While Dynamic Light Scattering (DLS) methods (also known as Photon Correlation Spectroscopy - PCS) is an industry standard technique that is used routinely and very successfully for the analysis of monodisperse and homogenous sample types. It is however well recognised that DLS can become unreliable when presented with heterogeneous samples which contain a wide range of particle sizes, and that the mean particle size (z-average) will be intensity weighted towards the larger brighter particles within the sample.


Furthermore, successful analysis of the correlation function by classical deconvolution algorithms to extract, for instance, multimodal distributions are realistically limited to sample types containing only two (or exceptionally three) monodisperse particle sizes, each needing to differ from each other by a size factor of, in practice, >3:1. DLS is also limited in its ability to allow the user to recognise when the sample is unsuitable for analysis by that method and that the data (for example, the particle size distribution profile) obtained should accordingly be treated with some suspicion.
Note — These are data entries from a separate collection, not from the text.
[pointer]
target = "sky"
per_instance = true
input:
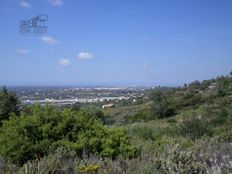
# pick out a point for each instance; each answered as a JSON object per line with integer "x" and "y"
{"x": 115, "y": 42}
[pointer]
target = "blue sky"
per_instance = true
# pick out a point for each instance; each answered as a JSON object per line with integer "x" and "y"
{"x": 116, "y": 42}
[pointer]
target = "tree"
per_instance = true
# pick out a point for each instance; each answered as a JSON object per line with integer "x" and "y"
{"x": 9, "y": 103}
{"x": 25, "y": 137}
{"x": 161, "y": 106}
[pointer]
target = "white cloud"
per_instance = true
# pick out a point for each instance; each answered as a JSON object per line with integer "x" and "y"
{"x": 49, "y": 40}
{"x": 64, "y": 62}
{"x": 25, "y": 4}
{"x": 85, "y": 55}
{"x": 22, "y": 51}
{"x": 56, "y": 2}
{"x": 146, "y": 66}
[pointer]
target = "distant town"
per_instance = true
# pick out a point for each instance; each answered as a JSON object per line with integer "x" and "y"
{"x": 71, "y": 95}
NANOPARTICLE TRACKING ANALYSIS


An alternative light scattering method for nanoparticle analysis is Nanoparticle Tracking Analysis (NTA). It is being increasingly used for determining nanoparticle size through simultaneously but individually tracking and analysing the trajectories described nanoparticles undergoing Brownian motion in a fluid.


HOW DOES NTA WORK?


The technique is centred on a sample analysis module (Figure 1), which comprises a small metal housing containing a solid-state, single-mode laser diode (<35mW, 638nm) configured to launch a finely focused beam through the sample of liquid containing a dilute suspension of nanoparticles placed directly above a specially designed optical flat. The sample chamber is approximately 250µl in volume and 500µm deep. Samples are introduced by syringe via a Luer port and allowed to thermally equilibrate for 20 seconds prior to analysis.


The beam is caused to refract at the interface between the liquid sample and the optical element through which it is passed such that it describes a path close to parallel to the glass-sample interface.


Figure 1. Picture of laser module showing beam passing through sample and viewed from above via microscope objective.


Particles in the beam (which is approximately 100µm wide by 15µm deep) are visualised by a conventional optical microscope aligned normally to the beam axis to collect light scattered from each and every particle in the field of view.


Given NTA is not an imaging technique per se; the total magnification of the system is quite modest (x100 via a x20 0.4 NA long working distance microscope objective). The particles are seen down the microscope as small points of light moving rapidly under Brownian motion (Figure 2a).